Nu is daar het zevende album, het voor hun doen wat mager getitelde Night Wolf (het is een soort ode aan de Teenwolf periode van Michael J Fox). De plaat kent weer tien smerige granaten in de hun kenmerkende stijl, al moet ik zeggen dat er af en toe wat meer stoner rock-invloeden in de muziek zijn geslopen. Dat maakt het geheel nog vuiger, getuige nummers als het venijnig rockende Buzz Killa en The Blood Code. En net zoals bij stoner rock heeft de muziek van Raging Speedhorn als gemene deler dat er een verslavende groove in de nummers verwerkt zit. De plaat zit er weer boordevol mee. Het swingt bij vlagen als een de spreekwoordelijke motherfucker.

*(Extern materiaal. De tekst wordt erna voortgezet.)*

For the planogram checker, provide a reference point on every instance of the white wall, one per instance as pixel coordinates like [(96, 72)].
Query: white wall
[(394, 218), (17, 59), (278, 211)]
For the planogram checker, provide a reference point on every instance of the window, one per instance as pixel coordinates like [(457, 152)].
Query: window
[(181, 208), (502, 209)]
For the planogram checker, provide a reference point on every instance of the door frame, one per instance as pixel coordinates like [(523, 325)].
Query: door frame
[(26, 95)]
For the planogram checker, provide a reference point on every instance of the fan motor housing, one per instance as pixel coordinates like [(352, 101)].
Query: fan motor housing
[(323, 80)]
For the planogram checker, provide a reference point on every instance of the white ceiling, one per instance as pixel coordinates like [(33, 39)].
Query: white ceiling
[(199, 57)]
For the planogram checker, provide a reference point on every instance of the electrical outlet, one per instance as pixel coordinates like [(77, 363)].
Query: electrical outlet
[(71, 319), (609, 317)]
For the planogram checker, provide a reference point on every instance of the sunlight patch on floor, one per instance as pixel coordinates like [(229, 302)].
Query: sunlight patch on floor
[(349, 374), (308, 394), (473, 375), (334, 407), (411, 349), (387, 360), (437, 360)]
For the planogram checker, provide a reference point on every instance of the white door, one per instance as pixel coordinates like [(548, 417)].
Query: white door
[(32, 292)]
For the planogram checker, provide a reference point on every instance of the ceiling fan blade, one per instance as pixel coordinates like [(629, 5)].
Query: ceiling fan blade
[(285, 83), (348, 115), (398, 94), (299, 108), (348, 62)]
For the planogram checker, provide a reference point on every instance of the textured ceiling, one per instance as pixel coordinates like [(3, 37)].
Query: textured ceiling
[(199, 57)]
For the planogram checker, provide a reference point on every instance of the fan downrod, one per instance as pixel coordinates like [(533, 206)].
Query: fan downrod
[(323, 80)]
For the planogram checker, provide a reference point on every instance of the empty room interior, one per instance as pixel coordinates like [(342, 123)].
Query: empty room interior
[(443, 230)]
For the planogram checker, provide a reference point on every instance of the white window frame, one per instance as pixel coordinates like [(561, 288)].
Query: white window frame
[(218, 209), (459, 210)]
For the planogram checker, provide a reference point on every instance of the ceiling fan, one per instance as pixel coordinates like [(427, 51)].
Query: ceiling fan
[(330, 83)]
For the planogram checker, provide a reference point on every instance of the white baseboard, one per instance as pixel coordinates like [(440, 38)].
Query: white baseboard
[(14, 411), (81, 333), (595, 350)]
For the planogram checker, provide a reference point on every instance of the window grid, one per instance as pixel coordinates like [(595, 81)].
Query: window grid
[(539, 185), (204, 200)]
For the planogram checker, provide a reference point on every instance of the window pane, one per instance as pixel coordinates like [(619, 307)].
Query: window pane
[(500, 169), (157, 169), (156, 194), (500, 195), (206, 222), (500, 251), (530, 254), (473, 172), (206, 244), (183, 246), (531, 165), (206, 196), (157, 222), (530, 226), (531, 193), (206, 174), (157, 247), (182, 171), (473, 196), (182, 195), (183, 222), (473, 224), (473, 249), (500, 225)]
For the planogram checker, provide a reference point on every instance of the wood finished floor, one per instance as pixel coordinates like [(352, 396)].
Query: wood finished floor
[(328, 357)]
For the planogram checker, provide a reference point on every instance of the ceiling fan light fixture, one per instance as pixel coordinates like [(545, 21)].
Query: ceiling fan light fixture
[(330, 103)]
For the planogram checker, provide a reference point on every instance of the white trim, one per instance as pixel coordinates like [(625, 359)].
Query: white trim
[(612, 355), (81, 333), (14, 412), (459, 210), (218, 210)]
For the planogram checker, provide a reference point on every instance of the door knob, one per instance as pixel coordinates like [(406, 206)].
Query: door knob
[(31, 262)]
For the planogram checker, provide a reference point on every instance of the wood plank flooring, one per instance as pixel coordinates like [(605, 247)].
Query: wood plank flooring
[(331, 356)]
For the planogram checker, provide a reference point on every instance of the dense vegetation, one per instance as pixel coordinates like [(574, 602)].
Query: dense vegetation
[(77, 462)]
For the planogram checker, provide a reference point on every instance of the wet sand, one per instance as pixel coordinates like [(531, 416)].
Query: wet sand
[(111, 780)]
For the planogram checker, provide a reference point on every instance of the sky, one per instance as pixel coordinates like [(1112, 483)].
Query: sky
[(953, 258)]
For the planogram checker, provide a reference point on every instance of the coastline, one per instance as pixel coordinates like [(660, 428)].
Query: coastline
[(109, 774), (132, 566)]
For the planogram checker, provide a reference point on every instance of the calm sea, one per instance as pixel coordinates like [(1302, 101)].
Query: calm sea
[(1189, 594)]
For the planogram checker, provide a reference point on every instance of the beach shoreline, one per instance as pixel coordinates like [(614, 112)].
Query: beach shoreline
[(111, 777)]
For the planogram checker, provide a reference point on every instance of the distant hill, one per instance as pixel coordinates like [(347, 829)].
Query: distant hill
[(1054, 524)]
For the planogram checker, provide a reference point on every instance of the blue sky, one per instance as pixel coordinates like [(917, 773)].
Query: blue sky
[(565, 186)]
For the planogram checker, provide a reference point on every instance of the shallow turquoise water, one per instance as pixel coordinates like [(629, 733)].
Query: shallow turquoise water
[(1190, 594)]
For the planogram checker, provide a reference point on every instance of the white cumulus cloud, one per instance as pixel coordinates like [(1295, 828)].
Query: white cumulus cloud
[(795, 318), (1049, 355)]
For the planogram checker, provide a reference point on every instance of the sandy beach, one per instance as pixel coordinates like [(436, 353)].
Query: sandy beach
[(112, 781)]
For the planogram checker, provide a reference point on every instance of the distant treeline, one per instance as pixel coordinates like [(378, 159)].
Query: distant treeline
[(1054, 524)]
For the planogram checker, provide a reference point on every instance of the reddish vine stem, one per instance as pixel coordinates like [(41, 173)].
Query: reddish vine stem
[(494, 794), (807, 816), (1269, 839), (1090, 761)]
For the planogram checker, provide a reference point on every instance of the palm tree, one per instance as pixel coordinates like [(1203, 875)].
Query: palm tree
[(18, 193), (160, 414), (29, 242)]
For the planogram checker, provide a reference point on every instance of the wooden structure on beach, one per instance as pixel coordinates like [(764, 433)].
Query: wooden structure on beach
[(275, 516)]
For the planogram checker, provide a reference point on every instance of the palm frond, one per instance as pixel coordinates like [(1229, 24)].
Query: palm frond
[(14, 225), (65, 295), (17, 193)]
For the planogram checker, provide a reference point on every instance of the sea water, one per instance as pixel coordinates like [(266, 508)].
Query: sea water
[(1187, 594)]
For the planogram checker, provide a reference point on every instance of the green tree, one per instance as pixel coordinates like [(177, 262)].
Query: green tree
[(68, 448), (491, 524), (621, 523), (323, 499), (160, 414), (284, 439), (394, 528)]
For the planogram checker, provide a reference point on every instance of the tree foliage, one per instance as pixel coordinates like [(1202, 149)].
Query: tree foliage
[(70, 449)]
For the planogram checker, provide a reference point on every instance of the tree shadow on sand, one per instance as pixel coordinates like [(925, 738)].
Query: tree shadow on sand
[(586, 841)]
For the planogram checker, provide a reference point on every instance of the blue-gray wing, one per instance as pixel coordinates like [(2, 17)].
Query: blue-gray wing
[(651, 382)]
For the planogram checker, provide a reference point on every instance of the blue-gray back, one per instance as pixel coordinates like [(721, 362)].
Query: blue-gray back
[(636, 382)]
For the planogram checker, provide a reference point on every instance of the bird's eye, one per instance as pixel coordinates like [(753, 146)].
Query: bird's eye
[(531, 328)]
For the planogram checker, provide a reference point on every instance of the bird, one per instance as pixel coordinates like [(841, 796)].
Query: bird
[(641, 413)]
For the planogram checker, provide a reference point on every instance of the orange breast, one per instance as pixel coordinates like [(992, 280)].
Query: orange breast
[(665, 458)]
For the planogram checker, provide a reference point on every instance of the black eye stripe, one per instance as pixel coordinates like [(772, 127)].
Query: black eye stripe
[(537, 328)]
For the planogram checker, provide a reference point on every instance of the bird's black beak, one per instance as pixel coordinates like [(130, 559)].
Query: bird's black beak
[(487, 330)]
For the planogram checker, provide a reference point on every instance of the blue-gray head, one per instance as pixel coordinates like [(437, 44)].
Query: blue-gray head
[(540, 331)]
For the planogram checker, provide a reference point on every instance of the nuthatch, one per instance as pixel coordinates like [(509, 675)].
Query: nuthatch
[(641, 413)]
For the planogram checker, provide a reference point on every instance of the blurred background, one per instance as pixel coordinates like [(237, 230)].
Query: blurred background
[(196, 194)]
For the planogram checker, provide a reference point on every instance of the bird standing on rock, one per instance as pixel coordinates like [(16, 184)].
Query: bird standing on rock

Dit is echt een band voor het volk. Geen poespas of genrevreemde experimenten, het is allemaal heel eerlijk en recht in je gezicht. Nummers waar je zin krijgt om de kroeg in te gaan en veertig liter bier naar binnen te hengsten, getuige nummers als Every Night’s Alright For Fighting en D.O.A. Daarbij klinkt de band heel geloofwaardig, zelfs als zanger Frank de merkwaardige, zinnen He Wants To Boogie, Okay Let’s Boogiewoogie gromt op een zodanige manier dat je echt niet de boogiewoogie met hem wil doen. Het getuigt van enige humor en je hoort op Night Wolf ook een band die plezier heeft in wat hij doet.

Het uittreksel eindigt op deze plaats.